К её досаде, мнение Алисы совпало с Машиным:
— Мне больше нравится, когда подлиннее. У тебя такая пышная шевелюра — грех такую стричь...
— А мне неудобно с длинными космами. Мешают, в глаза лезут. А летом ещё и жарко.
Удивительно, что после всех передряг шевелюра только поседела, но не поредела. Ведь половина волос должна была вывалиться, когда Ольга почти не ела, исхудав до крайности. А вот поди ж ты — выдержала.
Обычно Ольга высаживала Алису возле подъезда и ехала дальше — на работу, но сегодня та полночи редактировала очередную главу книги — отсюда и такая сильная сонливость после массажа. Пришлось провожать до квартиры.
— Давай, ложись баиньки, — сказала Ольга в прихожей, целуя её на прощание.
— Нельзя спать, — пробормотала та измученно. — Иначе ночью не усну — весь режим собьётся.
— Хотя бы на часик приляг.
— Ага... Прилечь на часик, а проснуться в девять вечера! И что потом ночью делать?
— Ну, будильник поставь.
— Не услышу ведь ни фига... Нет, надо как-то себя перебороть. Кофе, что ли, напиться?
— Хорошая идея. — И Ольга взглядом показала на пачку маффинов.
Алиса почти совсем бодро засмеялась — только крошечные обрывки сонной пелены в уголках глаз.
— Точно, вкусняшки же есть! А я и забыла. Ну всё, налопаюсь от пуза и поправлюсь на три кило!
— Тебе не помешало бы, — хмыкнула Ольга, двинув бровью.
Алиса ойкнула от ласкового щипка, потёрла пострадавшее «полушарие» и дала сдачи. Её по-детски маленький кулачок бил совсем не больно — так, лёгкий массаж.
— Ну всё, дуй давай на работу. И так уже опоздала. — А сама, проказница, опять потянулась губками, чем задержала Ольгу ещё на пять минут.
Нацеловаться досыта было просто невозможно, нереально. Но пришлось прерваться.
— Вечером напомнишь, на чём мы остановились, — шепнула Ольга.
2
«Алиса Зазеркальцева — моя бессменная бета и моя жена».

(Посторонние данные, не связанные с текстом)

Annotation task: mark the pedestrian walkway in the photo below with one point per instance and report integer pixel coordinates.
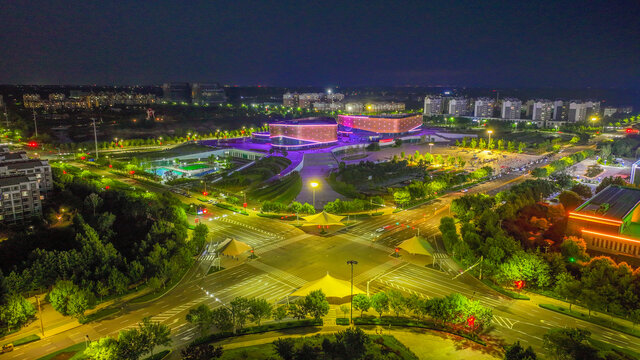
(280, 274)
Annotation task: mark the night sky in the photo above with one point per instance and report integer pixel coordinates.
(322, 43)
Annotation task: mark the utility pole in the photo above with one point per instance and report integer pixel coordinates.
(95, 136)
(40, 313)
(35, 123)
(351, 262)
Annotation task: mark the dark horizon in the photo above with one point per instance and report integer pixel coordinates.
(545, 44)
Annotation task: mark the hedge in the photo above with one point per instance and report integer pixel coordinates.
(258, 329)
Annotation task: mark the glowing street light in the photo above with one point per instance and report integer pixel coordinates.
(314, 185)
(351, 262)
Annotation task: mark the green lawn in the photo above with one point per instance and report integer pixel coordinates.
(385, 346)
(283, 190)
(595, 319)
(24, 340)
(77, 350)
(100, 314)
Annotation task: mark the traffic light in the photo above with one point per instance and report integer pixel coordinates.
(471, 321)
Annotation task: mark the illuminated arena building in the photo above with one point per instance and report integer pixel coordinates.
(378, 126)
(298, 134)
(609, 222)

Это появилось в профиле Убийцы Смысла спустя шесть месяцев после первой личной встречи — первого совместного Нового года и медленного танца под «Sleeping Sun». Летом Алиса переехала к Ольге. Почему не наоборот? Причины очевидны: Алиса работала удалённо, а значит, не была привязана к одному городу, и ей не пришлось бы увольняться при смене места жительства. Её работа всегда была при ней — из любой точки мира. Поэтому, всё обдумав и взвесив все за и против, они решили, что едет Алиса.